Private collections and posh events give the art world cachet, but at its core, art is all about emotion. Philippe Hoerle-Guggenheim of HG Contemporary shares how galleries have evolved, his talent scouting approach, and more.
Were you always interested in art?
In my family, there was a big emphasis put on connecting with art and going to museums. Collecting was something I was always surrounded by, but I didn’t really know it was a career; much later, I connected to art in that way. In hindsight, it makes perfect sense. It led me to open my gallery. It’s been an adventure. Even though it’s a traditional industry, I believe there’s a lot of room to stand out, find an edge, represent really exciting artists, and do things differently.
You have an upcoming show with artist Louis Carreon. How did you two connect?

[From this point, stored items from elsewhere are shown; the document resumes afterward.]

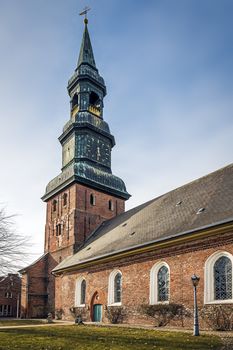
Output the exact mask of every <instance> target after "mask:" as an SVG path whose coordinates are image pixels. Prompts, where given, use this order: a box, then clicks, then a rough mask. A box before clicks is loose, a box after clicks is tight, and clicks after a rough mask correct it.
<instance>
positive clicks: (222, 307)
mask: <svg viewBox="0 0 233 350" xmlns="http://www.w3.org/2000/svg"><path fill="white" fill-rule="evenodd" d="M200 316H201V317H202V318H203V319H204V321H205V322H206V323H207V324H208V325H209V326H210V327H211V328H212V329H213V330H216V331H232V330H233V307H232V306H230V305H205V306H204V307H203V309H202V310H201V312H200Z"/></svg>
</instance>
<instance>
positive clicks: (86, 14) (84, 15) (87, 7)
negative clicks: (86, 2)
mask: <svg viewBox="0 0 233 350" xmlns="http://www.w3.org/2000/svg"><path fill="white" fill-rule="evenodd" d="M90 9H91V8H90V7H88V6H85V7H84V9H83V11H82V12H80V14H79V15H80V16H83V15H84V16H85V18H84V23H85V24H87V23H88V19H87V12H88V11H90Z"/></svg>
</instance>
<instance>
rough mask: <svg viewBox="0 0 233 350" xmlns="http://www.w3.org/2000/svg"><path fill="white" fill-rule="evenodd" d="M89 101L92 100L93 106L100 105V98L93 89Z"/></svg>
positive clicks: (99, 105)
mask: <svg viewBox="0 0 233 350" xmlns="http://www.w3.org/2000/svg"><path fill="white" fill-rule="evenodd" d="M89 102H90V105H93V106H96V107H99V106H100V98H99V96H98V95H97V94H96V93H95V92H94V91H92V92H91V93H90V98H89Z"/></svg>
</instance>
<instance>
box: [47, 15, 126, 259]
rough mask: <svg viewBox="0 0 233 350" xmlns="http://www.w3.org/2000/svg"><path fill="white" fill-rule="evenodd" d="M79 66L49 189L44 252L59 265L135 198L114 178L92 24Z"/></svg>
mask: <svg viewBox="0 0 233 350" xmlns="http://www.w3.org/2000/svg"><path fill="white" fill-rule="evenodd" d="M84 23H85V27H84V33H83V38H82V44H81V48H80V53H79V58H78V63H77V67H76V69H75V72H74V74H73V75H72V77H71V79H70V80H69V82H68V93H69V96H70V119H69V121H68V122H67V123H66V124H65V126H64V128H63V132H62V134H61V136H60V137H59V141H60V143H61V145H62V169H61V173H60V174H59V175H58V176H57V177H55V178H54V179H53V180H52V181H50V182H49V184H48V185H47V187H46V192H45V194H44V196H43V197H42V199H43V200H44V201H45V202H46V203H47V215H46V216H47V217H46V228H45V253H46V252H49V253H52V254H53V258H54V259H55V261H56V262H57V263H58V262H60V261H61V260H63V259H64V258H65V257H67V256H69V255H72V254H74V253H75V252H76V251H77V250H78V249H79V247H80V246H81V245H82V244H83V243H84V241H85V240H86V239H87V237H88V236H89V234H90V233H91V232H93V230H95V229H96V228H97V227H98V226H99V225H100V224H101V223H102V222H103V221H105V220H108V219H110V218H112V217H114V216H116V215H118V214H120V213H122V212H124V209H125V200H127V199H128V198H129V197H130V195H129V194H128V192H127V191H126V188H125V184H124V182H123V181H122V180H121V179H120V178H118V177H116V176H115V175H113V174H112V171H111V150H112V148H113V147H114V145H115V140H114V136H113V135H112V134H111V133H110V129H109V126H108V124H107V122H106V121H104V119H103V108H104V103H103V99H104V97H105V95H106V86H105V83H104V79H103V78H102V77H101V76H100V74H99V72H98V69H97V67H96V63H95V59H94V54H93V50H92V45H91V41H90V36H89V33H88V28H87V23H88V20H87V19H86V18H85V20H84Z"/></svg>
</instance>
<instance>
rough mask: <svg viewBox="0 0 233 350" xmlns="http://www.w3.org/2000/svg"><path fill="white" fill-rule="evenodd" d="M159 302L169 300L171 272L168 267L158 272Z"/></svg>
mask: <svg viewBox="0 0 233 350" xmlns="http://www.w3.org/2000/svg"><path fill="white" fill-rule="evenodd" d="M157 278H158V301H168V300H169V271H168V268H167V267H166V266H162V267H160V269H159V271H158V276H157Z"/></svg>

I first met Louis at an event we did at Art Basel Miami Beach in 2019. I was excited to meet him. He’s ambitious and loyal to his artistic craft. He’s developed so much over the years, so I found a true interest in his work. I’m especially excited about the main body of work he’s dedicating himself to, which is religious iconography. He approaches it with his own voice and a street-art flair. It was exciting to see how he translated these traditional images in his own style. We did a show together at the Madrid location of HG Contemporary last July, and then we collaborated on selecting pieces for the next show.
What challenges do art galleries face today?
Finding a healthy balance between what you want to express creatively as a gallery owner, and what the output of every show is. As a gallery owner, you feel a responsibility to support artists if you believe in them, and a lot of times, it’s a longer-term investment. It’s a beautiful challenge to keep your integrity and make sure the gallery platform stays strong.
How do you balance business and creative needs as a gallery owner?
It’s something you learn the hard way. Both are extremely important. It doesn’t help anyone if you’re just out there collecting artwork. What comes first is the future of the gallery, keeping it strong and flourishing.
How do you find new talent?
There’s no lack of artists in the world. We’re honored to be in a position of getting a lot of submissions by artists, and we go through every single one. It’s about finding the voice you want to express as a gallery owner. Competition has changed because of social media—there are various ways to get in touch with an artist now. But it’s also still about building relationships; it may be an old-school approach, but I really believe in that.
You collect art, too. What’s your strategy?
The work has to speak for itself. When you look at it, it needs to have an impact and move you in some way. You also have to consider the relationship with the artist. It’s especially emotional to purchase art, because you’re bringing it into your home.